Honda Sports Vision Gran Turismo is the baby NSX you've always wanted

Unfortunately, it's only available in Gran Turismo Sport for now

Say hello to the baby Honda/Acura NSX, or as the automaker calls it, the Sports Vision Gran Turismo.

The name says it all, really: this is a virtual concept car developed with and for the Gran Turismo Sport video game.

But that doesn't change the fact that it looks stunning and would make a fantastic baby NSX if Honda were to put it into production. The Honda Sports Vision Gran Turismo is a midship-engined two-seater coupé that "pursues the fun of driving as well as authentic realism," according to the press release.

Born as the winning project of a global design competition the sports car concept was later refined thanks to input from Honda's Japan and U.S. offices. A quarter model was built in the United States, while the modeling data and hardware decisions were made in Japan.

Styling-wise, the Sports Vision Gran Turismo was shaped by Honda's "Human Centered Design" philosophy. According to the automaker, the human-centric way of thinking influences the package design, "where the position of the passengers, engine, and tires determines the shape of the car's structure."

The "baby NSX" has dramatic proportions, a clean-cut body, as well as muscular fenders that make room for generous air intakes. At the front, the sleek headlights remind of the NSX, while the continuous light strip at the rear enhances the car's width.

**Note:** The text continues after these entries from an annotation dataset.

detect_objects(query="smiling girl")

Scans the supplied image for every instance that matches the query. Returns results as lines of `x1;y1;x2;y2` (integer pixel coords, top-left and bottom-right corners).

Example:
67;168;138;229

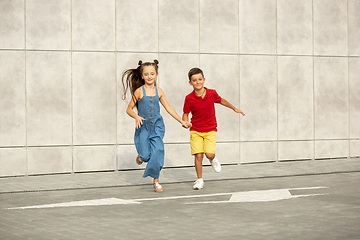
122;60;191;192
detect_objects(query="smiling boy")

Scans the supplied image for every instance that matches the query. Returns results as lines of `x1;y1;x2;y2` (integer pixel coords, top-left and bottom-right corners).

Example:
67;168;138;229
182;68;245;190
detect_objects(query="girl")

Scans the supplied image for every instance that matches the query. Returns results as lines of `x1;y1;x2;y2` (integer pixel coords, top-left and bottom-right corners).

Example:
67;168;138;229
122;59;191;192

Honda says carbon fiber is present in many areas of the bodywork, allowing for a weight of just 1,982 lb (899 kg). Power comes from a mid-mounted 2.0-liter turbocharged four-cylinder unit that makes 404 bhp (410 hp) at 7,500 rpm. The power plant is linked to an eight-speed dual-clutch transmission that drives the rear wheels. Given the low weight and the horsepower rating, it should pack some serious punch.

The automaker put some serious effort into the development of this concept, performing aerodynamics simulations in the wind tunnel, just as it would do for a real-life car. That certainly fuels our hopes for a road version — not to mention the fact that it looks quite production ready. The interior does too, just ignore the airplane-style steering wheel.

So stop playing with us, Honda, and put it into production, please.

Whether it will be this one or the speedster prototype our spy photographers caught earlier this year, Honda is definitely working on a baby NSX. Rumor has it may be called ZSX or even S2000.